Prescribed Nutritional Supplements
If following the previous advice is not enough to meet your nutritional needs you may need to have some prescribed nutritional supplement drinks. Your dietitian can advise you on the correct supplements to suit your needs and organise a prescription with your GP.
Prepare meals in advance when you feel like cooking. Make and freeze extra portions that can be used when you don’t have the energy to cook.
Ready-made meals can be useful on days when you don’t feel like cooking.
If you rely on others to help to prepare your meals keep a flask of nourishing drink and a snack nearby to have between meals.
Avoid filling up on large drinks with your meals: try having a drink half an hour before or after.
Meal providers and deliveries
If you are feeling unwell or don’t have the strength to cook it can be useful to have some help with your meals.

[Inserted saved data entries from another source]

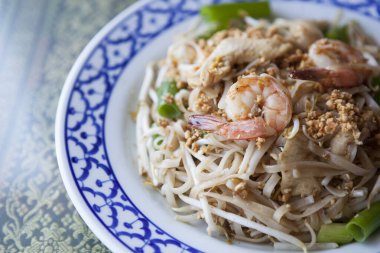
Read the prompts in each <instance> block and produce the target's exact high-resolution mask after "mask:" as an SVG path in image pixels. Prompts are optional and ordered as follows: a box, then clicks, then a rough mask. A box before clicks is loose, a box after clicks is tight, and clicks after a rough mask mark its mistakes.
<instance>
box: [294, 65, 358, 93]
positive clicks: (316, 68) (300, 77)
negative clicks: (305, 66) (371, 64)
mask: <svg viewBox="0 0 380 253" xmlns="http://www.w3.org/2000/svg"><path fill="white" fill-rule="evenodd" d="M289 77H290V78H293V79H302V80H311V81H316V82H319V83H321V84H322V85H323V86H325V87H337V88H340V87H344V88H349V87H354V86H358V85H360V84H362V82H363V79H364V78H363V76H362V75H361V74H359V73H357V72H355V71H354V70H353V69H352V68H350V67H336V68H335V69H326V68H308V69H299V70H295V71H293V72H291V73H290V74H289Z"/></svg>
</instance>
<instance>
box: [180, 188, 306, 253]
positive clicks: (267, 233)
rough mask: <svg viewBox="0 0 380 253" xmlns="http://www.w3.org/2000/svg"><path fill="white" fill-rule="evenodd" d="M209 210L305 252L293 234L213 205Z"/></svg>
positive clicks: (240, 224) (197, 202)
mask: <svg viewBox="0 0 380 253" xmlns="http://www.w3.org/2000/svg"><path fill="white" fill-rule="evenodd" d="M179 197H180V198H181V200H182V201H184V202H185V203H187V204H189V205H192V206H196V207H198V208H201V204H200V202H199V201H198V200H196V199H192V198H189V197H186V196H184V195H179ZM210 210H211V212H212V213H213V214H215V215H217V216H219V217H222V218H224V219H227V220H230V221H233V222H236V223H238V224H240V225H243V226H245V227H248V228H252V229H255V230H258V231H261V232H262V233H265V234H267V235H270V236H273V237H275V238H277V239H279V240H283V241H287V242H290V243H292V244H294V245H296V246H297V247H299V248H301V249H303V251H304V252H306V246H305V244H304V243H303V242H301V241H300V240H298V239H297V238H296V237H294V236H291V235H288V234H286V233H284V232H281V231H278V230H275V229H272V228H270V227H266V226H264V225H261V224H259V223H257V222H254V221H251V220H248V219H246V218H242V217H241V216H239V215H236V214H233V213H229V212H226V211H223V210H220V209H218V208H215V207H210Z"/></svg>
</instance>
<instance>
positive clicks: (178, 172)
mask: <svg viewBox="0 0 380 253" xmlns="http://www.w3.org/2000/svg"><path fill="white" fill-rule="evenodd" d="M200 13H201V15H203V17H204V19H205V20H207V22H209V23H208V25H206V26H205V25H204V24H201V25H198V26H197V27H195V28H193V29H192V30H191V31H189V32H186V33H184V34H183V35H181V36H180V37H178V38H176V39H175V41H174V42H173V43H172V44H171V45H170V46H169V48H168V51H167V54H166V57H165V58H164V59H161V60H159V61H157V62H154V63H151V64H149V65H148V66H147V69H146V74H145V79H144V82H143V84H142V86H141V90H140V95H139V110H138V115H137V143H138V155H139V157H138V159H139V169H140V173H141V174H142V175H144V176H146V178H147V180H148V181H149V182H150V183H151V184H152V185H153V186H155V187H156V188H157V189H159V191H160V192H161V193H162V195H164V196H165V198H166V200H167V202H168V203H169V205H170V207H171V208H172V209H173V211H174V212H175V213H176V219H177V220H179V221H183V222H189V223H191V222H193V221H197V220H199V219H202V220H204V221H205V222H206V223H207V232H208V234H210V235H212V234H223V235H225V236H226V238H227V239H228V240H231V241H232V240H242V241H246V242H252V243H271V244H274V247H275V248H277V249H288V250H292V249H293V248H294V246H296V247H298V248H300V249H303V250H304V251H306V250H307V249H326V248H334V247H337V246H338V245H340V244H345V243H350V242H352V241H354V240H355V241H363V240H365V239H366V238H367V237H368V236H369V235H370V234H371V233H373V232H374V231H375V230H376V229H377V228H378V227H379V226H380V211H379V208H380V203H379V201H380V194H379V192H380V175H379V170H378V168H379V166H380V107H379V105H378V102H379V99H378V98H379V97H380V95H379V91H378V90H379V85H380V67H379V61H380V51H379V47H378V46H377V45H376V43H375V42H374V41H373V40H372V39H371V38H370V37H369V36H367V35H366V34H365V33H364V32H363V31H362V30H361V29H360V26H359V24H357V23H356V22H354V21H352V22H349V23H348V24H345V25H343V26H339V25H338V24H332V23H329V22H327V21H315V20H314V21H313V20H285V19H280V18H275V19H273V20H269V19H268V18H269V16H270V11H269V4H268V3H267V2H257V3H237V4H224V5H214V6H206V7H204V8H203V9H202V10H201V12H200ZM264 18H267V19H264ZM210 23H211V24H210Z"/></svg>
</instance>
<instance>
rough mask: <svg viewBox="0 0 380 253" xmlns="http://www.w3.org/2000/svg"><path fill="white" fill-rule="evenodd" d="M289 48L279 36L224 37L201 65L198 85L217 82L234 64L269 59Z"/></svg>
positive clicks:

Ready prepared meals can be bought from most shops, and you can heat these up at home.
These companies deliver frozen ready prepared meals to your home. You can telephone them to ask for information or a brochure:
For hot meal deliveries you can contact your local council and ask about Meals on Wheels.
This company also delivers hot meals:
Martins (Shoreham, Worthing Littlehampton, Findon Valley) 01903 202525
The information in this leaflet is for guidance purposes only and is in no way intended to replace professional clinical advice by a qualified practitioner.